Yahoo! JAPANグループに属しているクラウド事業者のIDCフロンティアは2016年9月、プライベートクラウドサービスを刷新した。国内のホステッドプライベートクラウドサービスとしては初めて、VMware Virtual SAN(VSAN)にオールフラッシュストレージを採用したことが大きな特長だ。ストレージの読み出し性能は従来に比べて最大5倍に向上。高トランザクション処理が要求される基幹系システムをオンプレミスから同サービスへ移行することも可能だ。

 この数年、企業の情報システムにおいて、ストレージ(記憶装置)の入出力性能がボトルネックになるケースが増えている。CPUが大きく性能を向上させているのに対して、HDD(ハード・ディスク・ドライブ)の性能が限界に近づいているためだ。こうした課題を解決するために登場したのが、入出力処理が高速なSSD(ソリッド・ステート・ドライブ)を記憶媒体としたフラッシュストレージである。

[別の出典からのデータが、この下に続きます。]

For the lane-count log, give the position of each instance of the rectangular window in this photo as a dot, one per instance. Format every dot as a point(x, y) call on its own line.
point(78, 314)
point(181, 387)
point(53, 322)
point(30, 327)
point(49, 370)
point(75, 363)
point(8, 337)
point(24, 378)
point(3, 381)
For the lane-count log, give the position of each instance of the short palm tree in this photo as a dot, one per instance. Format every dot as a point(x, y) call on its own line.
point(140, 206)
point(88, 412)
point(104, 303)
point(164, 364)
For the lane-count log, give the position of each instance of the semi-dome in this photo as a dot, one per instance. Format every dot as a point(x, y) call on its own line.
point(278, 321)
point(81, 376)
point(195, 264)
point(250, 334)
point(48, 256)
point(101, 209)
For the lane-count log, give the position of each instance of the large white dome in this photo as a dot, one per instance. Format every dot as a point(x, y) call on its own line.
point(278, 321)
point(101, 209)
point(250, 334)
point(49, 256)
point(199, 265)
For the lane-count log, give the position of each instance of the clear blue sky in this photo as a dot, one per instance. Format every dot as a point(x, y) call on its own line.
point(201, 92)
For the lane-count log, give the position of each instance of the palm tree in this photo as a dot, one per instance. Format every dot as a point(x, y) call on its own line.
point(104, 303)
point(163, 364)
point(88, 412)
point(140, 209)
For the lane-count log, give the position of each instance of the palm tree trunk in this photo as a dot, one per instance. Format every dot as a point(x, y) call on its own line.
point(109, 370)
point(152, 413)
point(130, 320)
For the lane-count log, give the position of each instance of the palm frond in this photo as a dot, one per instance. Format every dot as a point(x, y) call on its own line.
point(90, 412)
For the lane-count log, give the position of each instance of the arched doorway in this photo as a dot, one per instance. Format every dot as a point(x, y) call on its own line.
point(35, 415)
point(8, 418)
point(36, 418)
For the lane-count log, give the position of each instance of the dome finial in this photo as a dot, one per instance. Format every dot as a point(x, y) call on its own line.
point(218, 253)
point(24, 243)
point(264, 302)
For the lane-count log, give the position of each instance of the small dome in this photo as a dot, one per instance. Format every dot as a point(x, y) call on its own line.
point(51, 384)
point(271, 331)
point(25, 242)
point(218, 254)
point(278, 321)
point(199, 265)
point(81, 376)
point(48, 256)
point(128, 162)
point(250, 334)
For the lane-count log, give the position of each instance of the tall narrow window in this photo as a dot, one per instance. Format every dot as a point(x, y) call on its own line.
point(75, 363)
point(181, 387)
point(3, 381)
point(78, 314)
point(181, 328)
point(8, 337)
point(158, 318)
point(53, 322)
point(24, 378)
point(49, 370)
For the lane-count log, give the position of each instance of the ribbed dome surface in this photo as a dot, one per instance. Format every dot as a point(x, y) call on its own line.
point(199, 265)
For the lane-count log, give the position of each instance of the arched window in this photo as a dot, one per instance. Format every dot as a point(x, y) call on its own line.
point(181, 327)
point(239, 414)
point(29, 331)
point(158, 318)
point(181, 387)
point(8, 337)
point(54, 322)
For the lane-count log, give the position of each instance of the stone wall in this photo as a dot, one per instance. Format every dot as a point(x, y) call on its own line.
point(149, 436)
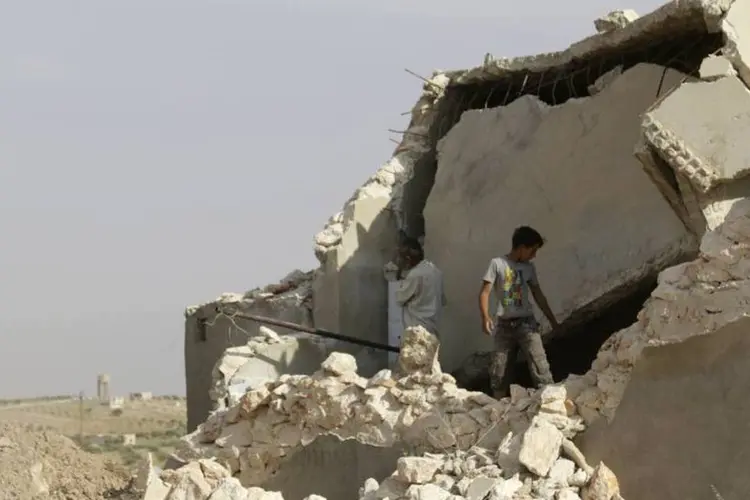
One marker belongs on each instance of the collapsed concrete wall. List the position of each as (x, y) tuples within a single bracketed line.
[(350, 294), (568, 171), (272, 425), (210, 330)]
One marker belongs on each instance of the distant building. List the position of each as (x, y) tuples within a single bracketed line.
[(141, 396)]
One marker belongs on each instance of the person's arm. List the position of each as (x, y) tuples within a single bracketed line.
[(408, 289), (541, 300), (484, 297)]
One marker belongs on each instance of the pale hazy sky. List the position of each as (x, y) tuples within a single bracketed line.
[(156, 153)]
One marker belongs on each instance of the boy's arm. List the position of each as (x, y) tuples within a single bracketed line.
[(541, 301), (484, 297)]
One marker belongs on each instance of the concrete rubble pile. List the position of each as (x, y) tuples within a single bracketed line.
[(647, 175), (529, 435)]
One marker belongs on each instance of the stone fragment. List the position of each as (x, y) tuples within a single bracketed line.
[(567, 494), (256, 493), (339, 363), (699, 129), (615, 20), (714, 67), (540, 447), (416, 469), (552, 399), (426, 492), (269, 333), (479, 487), (506, 490), (229, 489), (590, 139), (507, 454), (419, 352), (602, 486)]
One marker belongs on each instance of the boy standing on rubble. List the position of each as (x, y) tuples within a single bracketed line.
[(514, 325), (420, 291)]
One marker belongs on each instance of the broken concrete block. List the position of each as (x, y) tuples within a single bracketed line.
[(419, 352), (615, 20), (416, 469), (736, 28), (339, 363), (426, 492), (714, 67), (526, 161), (229, 489), (602, 486), (700, 130), (540, 447), (506, 490)]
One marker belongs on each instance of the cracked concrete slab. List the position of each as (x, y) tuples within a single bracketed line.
[(569, 172)]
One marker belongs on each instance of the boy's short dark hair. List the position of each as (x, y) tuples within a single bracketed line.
[(526, 236), (414, 248)]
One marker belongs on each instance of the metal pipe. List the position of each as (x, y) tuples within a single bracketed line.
[(309, 329)]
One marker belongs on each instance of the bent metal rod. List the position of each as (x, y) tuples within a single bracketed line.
[(309, 329)]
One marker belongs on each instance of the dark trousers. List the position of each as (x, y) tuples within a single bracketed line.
[(510, 336)]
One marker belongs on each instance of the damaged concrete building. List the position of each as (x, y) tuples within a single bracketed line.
[(627, 152)]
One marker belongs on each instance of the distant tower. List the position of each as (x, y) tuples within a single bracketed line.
[(102, 388)]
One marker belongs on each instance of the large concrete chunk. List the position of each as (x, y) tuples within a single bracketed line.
[(700, 129), (570, 172), (681, 425)]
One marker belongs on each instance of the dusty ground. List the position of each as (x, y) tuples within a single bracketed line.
[(46, 465), (157, 424)]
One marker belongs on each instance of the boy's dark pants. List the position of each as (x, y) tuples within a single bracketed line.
[(510, 336)]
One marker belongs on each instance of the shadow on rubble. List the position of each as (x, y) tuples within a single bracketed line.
[(333, 468), (573, 350)]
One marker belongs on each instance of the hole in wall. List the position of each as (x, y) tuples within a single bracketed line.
[(682, 50), (574, 350)]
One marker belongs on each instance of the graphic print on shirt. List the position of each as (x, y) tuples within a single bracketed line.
[(512, 289)]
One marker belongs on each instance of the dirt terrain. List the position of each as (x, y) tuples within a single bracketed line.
[(157, 424)]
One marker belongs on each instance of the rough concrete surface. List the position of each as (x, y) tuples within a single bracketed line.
[(705, 124), (569, 172), (209, 333), (679, 428)]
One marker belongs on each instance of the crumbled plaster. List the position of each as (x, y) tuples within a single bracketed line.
[(389, 180), (468, 444), (295, 288), (617, 19)]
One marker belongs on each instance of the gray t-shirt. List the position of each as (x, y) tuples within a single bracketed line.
[(511, 281)]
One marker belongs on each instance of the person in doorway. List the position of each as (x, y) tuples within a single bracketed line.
[(514, 326), (420, 291)]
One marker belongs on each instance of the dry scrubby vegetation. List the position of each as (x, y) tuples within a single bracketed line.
[(157, 424)]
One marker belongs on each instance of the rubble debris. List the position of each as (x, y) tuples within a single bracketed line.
[(592, 139), (43, 464), (714, 67), (699, 130), (465, 444), (616, 19)]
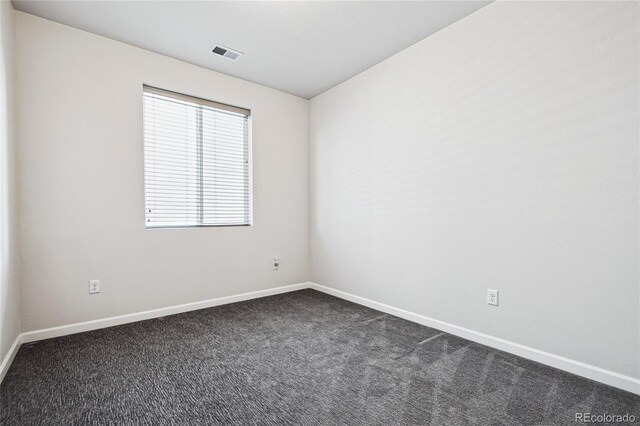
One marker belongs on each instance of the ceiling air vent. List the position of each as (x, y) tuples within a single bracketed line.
[(226, 52)]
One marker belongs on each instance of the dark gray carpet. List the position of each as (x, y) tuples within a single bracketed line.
[(302, 358)]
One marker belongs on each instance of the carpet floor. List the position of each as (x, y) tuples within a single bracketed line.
[(301, 358)]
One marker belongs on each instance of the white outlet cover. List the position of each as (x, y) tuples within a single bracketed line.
[(492, 297)]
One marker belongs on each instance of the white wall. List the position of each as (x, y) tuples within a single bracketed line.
[(9, 251), (81, 181), (501, 152)]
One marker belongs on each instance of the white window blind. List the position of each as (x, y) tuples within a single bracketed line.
[(196, 162)]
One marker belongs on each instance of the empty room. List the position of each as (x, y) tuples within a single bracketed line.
[(319, 212)]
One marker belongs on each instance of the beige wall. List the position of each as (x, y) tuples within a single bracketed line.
[(9, 251), (81, 176), (501, 152)]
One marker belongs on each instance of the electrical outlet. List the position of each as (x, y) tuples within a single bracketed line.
[(492, 297)]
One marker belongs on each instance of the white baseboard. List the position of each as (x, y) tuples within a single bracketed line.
[(8, 358), (576, 367), (64, 330), (608, 377)]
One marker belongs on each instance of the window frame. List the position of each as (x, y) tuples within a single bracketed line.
[(216, 105)]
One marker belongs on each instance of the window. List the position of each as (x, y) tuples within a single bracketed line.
[(196, 162)]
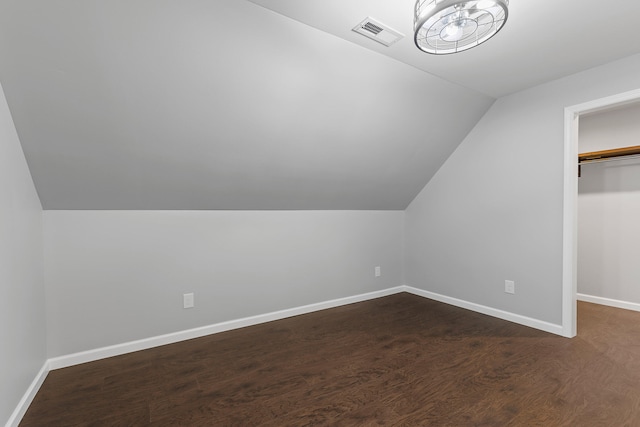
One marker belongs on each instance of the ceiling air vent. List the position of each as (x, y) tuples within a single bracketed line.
[(378, 32)]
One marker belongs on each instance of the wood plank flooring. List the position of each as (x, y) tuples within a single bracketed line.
[(401, 360)]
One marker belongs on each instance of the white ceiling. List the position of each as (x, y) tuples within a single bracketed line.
[(542, 40), (223, 104)]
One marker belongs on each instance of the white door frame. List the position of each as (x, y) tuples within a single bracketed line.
[(570, 210)]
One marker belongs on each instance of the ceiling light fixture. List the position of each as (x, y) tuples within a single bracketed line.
[(450, 26)]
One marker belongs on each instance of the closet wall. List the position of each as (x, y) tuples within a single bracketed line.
[(609, 211)]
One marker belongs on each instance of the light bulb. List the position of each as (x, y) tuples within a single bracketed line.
[(485, 4), (453, 29)]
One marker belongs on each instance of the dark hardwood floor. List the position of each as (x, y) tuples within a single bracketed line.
[(400, 360)]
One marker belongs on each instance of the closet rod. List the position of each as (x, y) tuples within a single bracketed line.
[(609, 154), (609, 159)]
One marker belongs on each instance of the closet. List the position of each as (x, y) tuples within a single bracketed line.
[(609, 207)]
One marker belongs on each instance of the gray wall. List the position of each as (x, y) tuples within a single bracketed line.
[(609, 208), (118, 276), (22, 325), (494, 210)]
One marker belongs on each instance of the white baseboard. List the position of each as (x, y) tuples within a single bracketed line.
[(610, 302), (143, 344), (500, 314), (115, 350), (28, 396)]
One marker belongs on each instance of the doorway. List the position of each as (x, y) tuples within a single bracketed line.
[(570, 202)]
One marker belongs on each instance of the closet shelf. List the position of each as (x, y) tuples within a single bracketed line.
[(607, 155), (595, 156)]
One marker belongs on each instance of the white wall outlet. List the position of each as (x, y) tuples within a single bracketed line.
[(510, 286), (187, 300)]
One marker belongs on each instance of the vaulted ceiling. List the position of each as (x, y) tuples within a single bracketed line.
[(226, 104)]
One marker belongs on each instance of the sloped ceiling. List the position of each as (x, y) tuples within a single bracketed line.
[(224, 104), (542, 40), (163, 104)]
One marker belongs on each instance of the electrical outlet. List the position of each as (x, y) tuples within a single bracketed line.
[(510, 286), (187, 300)]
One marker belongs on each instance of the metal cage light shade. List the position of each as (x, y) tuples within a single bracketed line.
[(450, 26)]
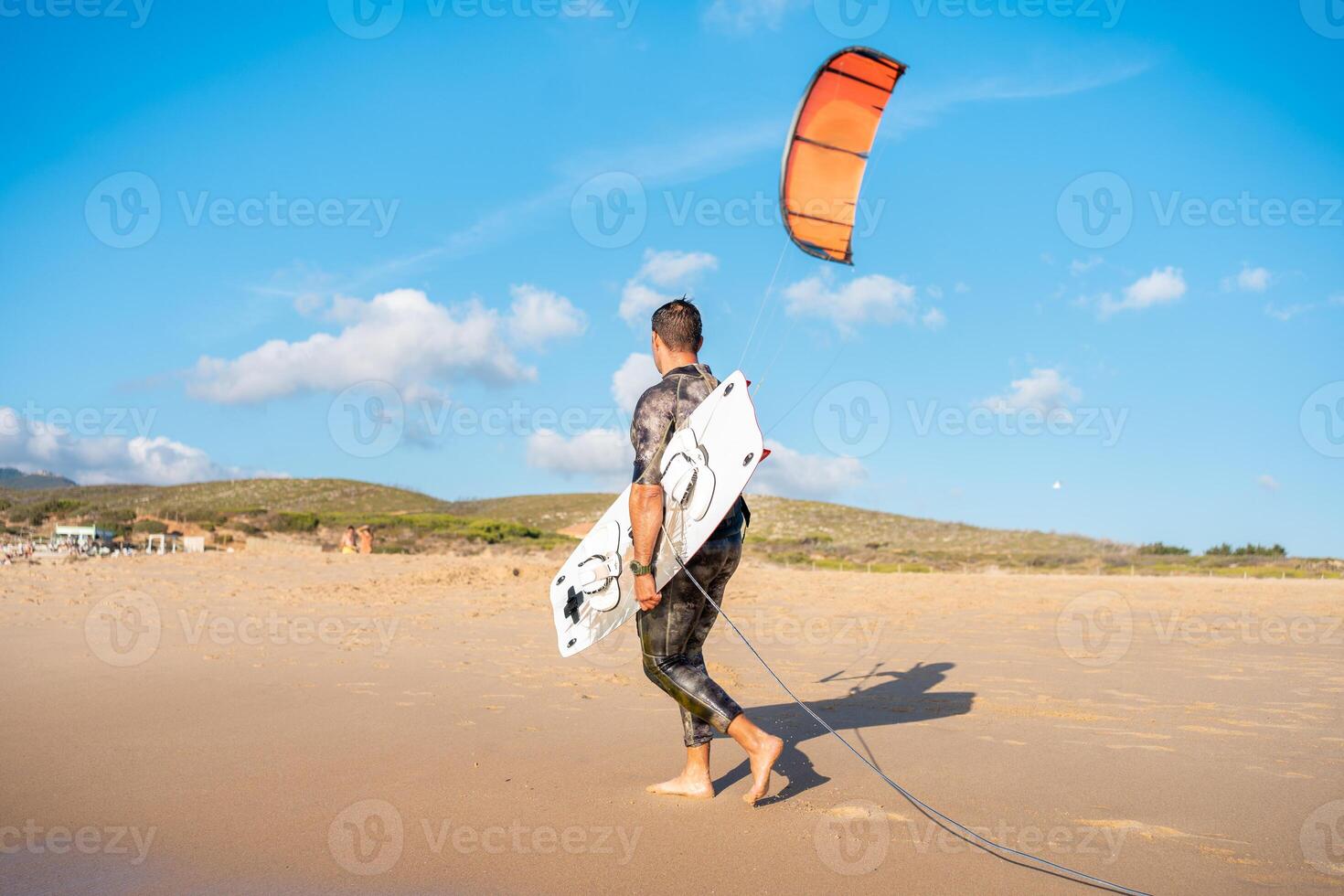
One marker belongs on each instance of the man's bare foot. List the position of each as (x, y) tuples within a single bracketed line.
[(763, 761), (688, 786)]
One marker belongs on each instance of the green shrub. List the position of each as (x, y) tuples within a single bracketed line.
[(1158, 549), (288, 521)]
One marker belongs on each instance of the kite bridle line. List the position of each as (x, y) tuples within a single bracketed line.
[(1041, 865)]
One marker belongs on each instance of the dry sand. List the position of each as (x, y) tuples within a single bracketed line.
[(311, 724)]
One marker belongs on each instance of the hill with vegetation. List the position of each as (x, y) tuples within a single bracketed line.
[(20, 481), (809, 534)]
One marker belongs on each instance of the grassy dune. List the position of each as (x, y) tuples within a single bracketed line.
[(784, 531)]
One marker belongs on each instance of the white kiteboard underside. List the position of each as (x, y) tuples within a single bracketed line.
[(705, 468)]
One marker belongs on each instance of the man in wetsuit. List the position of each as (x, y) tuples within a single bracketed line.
[(675, 624)]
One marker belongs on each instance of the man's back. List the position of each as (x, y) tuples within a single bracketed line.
[(661, 410)]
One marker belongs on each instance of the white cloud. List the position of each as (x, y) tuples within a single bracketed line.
[(1249, 280), (1046, 391), (863, 298), (668, 269), (638, 303), (671, 268), (1286, 312), (398, 337), (603, 454), (745, 16), (1158, 288), (539, 316), (635, 375), (1081, 266), (99, 460), (805, 475)]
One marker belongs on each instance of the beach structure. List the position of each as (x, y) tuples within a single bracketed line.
[(80, 535)]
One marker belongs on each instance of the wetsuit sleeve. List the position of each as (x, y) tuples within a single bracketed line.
[(649, 432)]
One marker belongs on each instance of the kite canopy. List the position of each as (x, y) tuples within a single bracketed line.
[(828, 149)]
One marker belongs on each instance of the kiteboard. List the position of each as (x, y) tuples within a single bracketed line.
[(705, 468)]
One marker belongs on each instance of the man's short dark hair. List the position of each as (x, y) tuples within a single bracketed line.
[(677, 324)]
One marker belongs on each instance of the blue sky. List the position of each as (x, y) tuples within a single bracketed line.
[(292, 240)]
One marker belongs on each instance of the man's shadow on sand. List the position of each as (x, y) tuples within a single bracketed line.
[(880, 698)]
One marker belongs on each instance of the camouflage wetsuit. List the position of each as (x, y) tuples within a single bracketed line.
[(672, 635)]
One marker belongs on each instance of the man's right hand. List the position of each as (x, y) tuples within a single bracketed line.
[(645, 592)]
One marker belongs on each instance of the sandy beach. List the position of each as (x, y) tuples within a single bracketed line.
[(328, 724)]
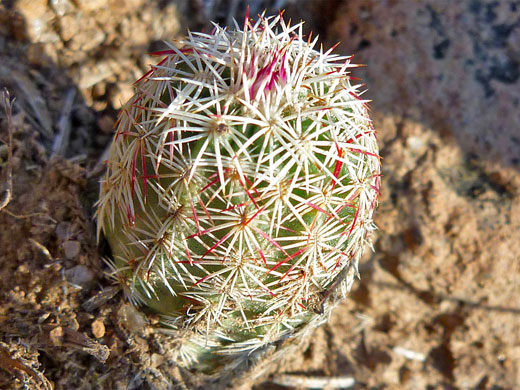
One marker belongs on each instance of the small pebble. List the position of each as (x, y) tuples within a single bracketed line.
[(79, 275), (98, 329)]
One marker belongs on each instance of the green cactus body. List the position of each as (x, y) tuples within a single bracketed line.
[(240, 189)]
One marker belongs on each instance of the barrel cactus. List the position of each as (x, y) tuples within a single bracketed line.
[(240, 189)]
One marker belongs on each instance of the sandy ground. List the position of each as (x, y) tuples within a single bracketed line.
[(438, 303)]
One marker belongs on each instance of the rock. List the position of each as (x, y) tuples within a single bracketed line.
[(71, 249), (79, 275)]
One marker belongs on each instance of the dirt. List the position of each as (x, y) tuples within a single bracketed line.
[(437, 305)]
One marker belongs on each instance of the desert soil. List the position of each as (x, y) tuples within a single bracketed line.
[(438, 303)]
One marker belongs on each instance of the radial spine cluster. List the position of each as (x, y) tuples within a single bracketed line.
[(240, 188)]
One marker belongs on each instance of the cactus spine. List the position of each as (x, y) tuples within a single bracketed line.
[(240, 189)]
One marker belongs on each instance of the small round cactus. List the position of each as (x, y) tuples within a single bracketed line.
[(240, 189)]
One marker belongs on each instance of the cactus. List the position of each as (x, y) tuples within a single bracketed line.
[(240, 189)]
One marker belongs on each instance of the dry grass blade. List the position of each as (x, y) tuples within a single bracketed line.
[(8, 192)]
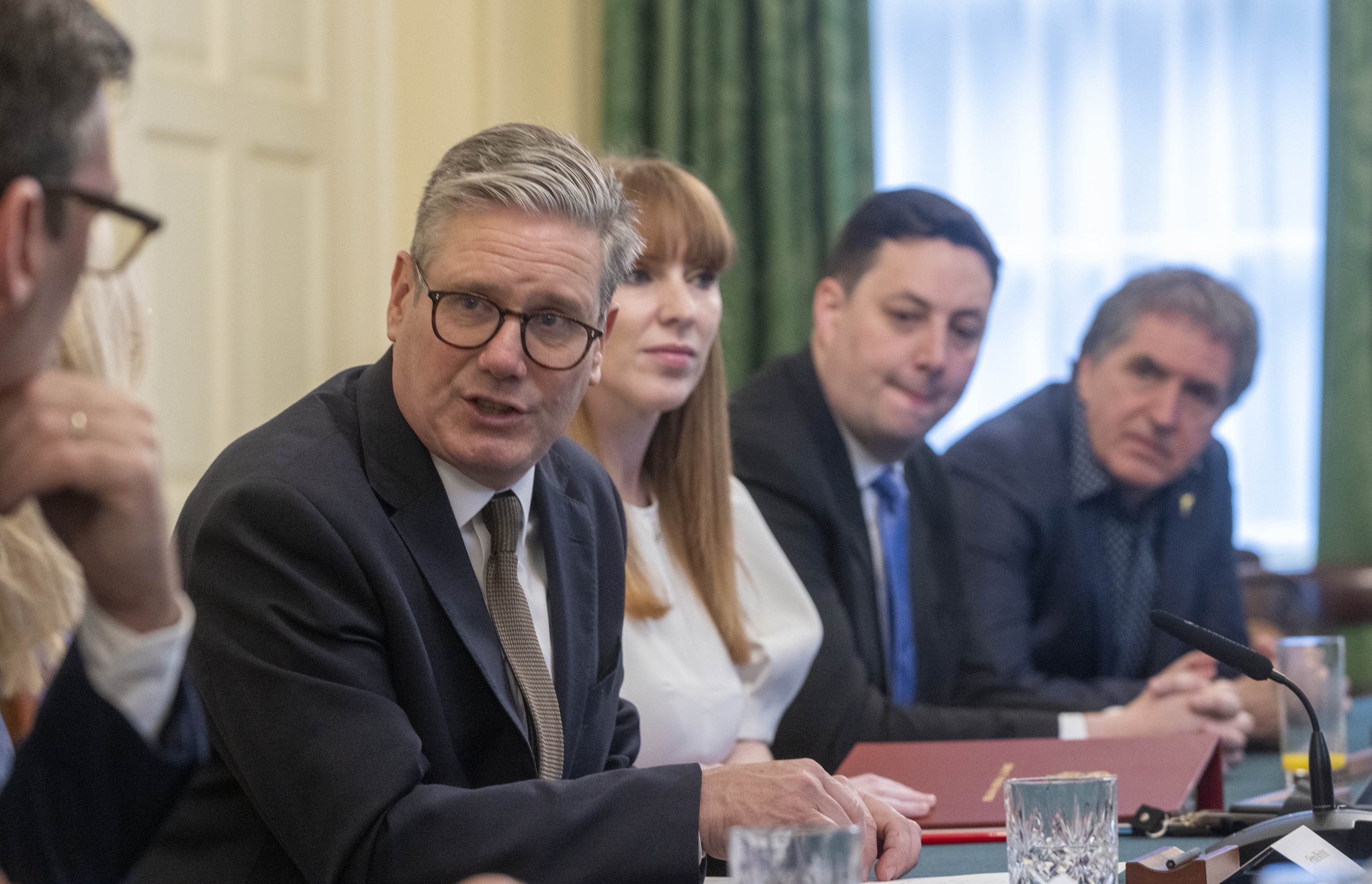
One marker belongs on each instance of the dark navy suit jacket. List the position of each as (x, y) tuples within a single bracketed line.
[(361, 722), (87, 792), (1038, 582), (789, 453)]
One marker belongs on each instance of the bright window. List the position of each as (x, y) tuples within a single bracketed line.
[(1095, 139)]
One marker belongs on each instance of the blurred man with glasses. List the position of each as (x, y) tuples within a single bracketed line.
[(411, 588), (118, 732)]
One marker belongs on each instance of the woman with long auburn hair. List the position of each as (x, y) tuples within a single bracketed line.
[(719, 632)]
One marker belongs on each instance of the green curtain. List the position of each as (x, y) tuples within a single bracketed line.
[(1346, 423), (769, 102)]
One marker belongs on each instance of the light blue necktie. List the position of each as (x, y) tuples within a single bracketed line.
[(894, 526)]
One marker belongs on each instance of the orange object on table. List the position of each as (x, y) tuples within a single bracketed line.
[(969, 776)]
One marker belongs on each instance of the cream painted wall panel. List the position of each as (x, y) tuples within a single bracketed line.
[(193, 187), (280, 312), (466, 65), (254, 128)]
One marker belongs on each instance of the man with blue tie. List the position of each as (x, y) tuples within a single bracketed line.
[(831, 444)]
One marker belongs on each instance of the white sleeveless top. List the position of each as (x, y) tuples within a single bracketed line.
[(693, 703)]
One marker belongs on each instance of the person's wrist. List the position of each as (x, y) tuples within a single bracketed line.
[(1115, 721)]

 IDCフロンティアの新サービス「IDCFプライベートクラウド」は、記憶媒体の全てをSSDで構成するオールフラッシュストレージを採用。ストレージの読み出し性能は、従来のHDDとSSD併用型の階層化ストレージで構成した場合と比べて、最大5倍に向上するケースもあるという。コストを抑えつつ、なるべく速いシステムが欲しい企業には格好のサービスだ。

SSDはコスト・性能・信頼性でHDDよりも優れる

 IDCフロンティアの菊石謙介氏によると「当社は7年ほど前からパブリッククラウドサービスや社内のデスクトップ仮想化(VDI)システムなどでHDDとSSD併用型のハイブリッドストレージを採用していました。また、1年前からSSDを全面採用したオールフラッシュストレージを導入してきました。これらの運用実績から、フラッシュストレージのノウハウが蓄積しているため、その経験に基づいて、プライベートクラウドにオールフラッシュストレージを全面採用することに踏み切ったのです」と、確かな実績というバックグラウンドを強調した。

IDCフロンティア
カスタマーサービス本部 プラットフォームエンジニアリング部
クラウドグループ
朴 昶柱(パク チャンジュ) 氏

 一昔前であれば、HDDに比べて、SSDは性能は高いが記憶容量の単価が高く、寿命が短いと思われている。だが、いち早くSSDを取り入れたサービスを提供する同社の実績では、信頼性・性能はHDDよりも優れ、長期間の利用にも適しているという。朴昶柱氏は、「当社サービスで使用しているHDDは1年間で平均すると毎日1台以上が故障していますが、これまでにサーバーに搭載したSSDは1台も故障していません。SSDはお客様にも安心して使っていただけるようになっています。」と語る。

IDCフロンティア
技術開発本部 サービス企画部 サービス企画グループ
グループリーダー
梶本 聡 氏

 今回の新サービスについて同社の梶本聡氏は、「フラッシュストレージは重複排除や圧縮技術が優れているため、利用方法によってはSSDの物理記憶容量に対する実際利用可能な記憶容量は数倍になります。当社はパブリッククラウドでのオールフラッシュ採用の実績から、プライベートクラウドでもオールフラッシュストレージを十分活用できる――このような思いが、今回のサービス刷新のきっかけになったのです」と性能向上だけでなく、記憶容量についても実用的になっている点を補足した。

初期投資なしで200台以上のサーバーを調達可能

 IDCFプライベートクラウドは、6台のx86サーバー上でサーバー仮想化ソフト「VMware vSphere Hypervisor(VMware ESXi)」を稼働させた環境をプライベートクラウドとして提供するサービス。ストレージは、サーバー機に内蔵するSSDを利用する。ストレージ仮想化技術であるSDS(Software Defined Storage)を実現する「VMware Virtual SAN」を利用して、複数のサーバーに分散したSSDを仮想的に単一のストレージプールとして管理する(図1)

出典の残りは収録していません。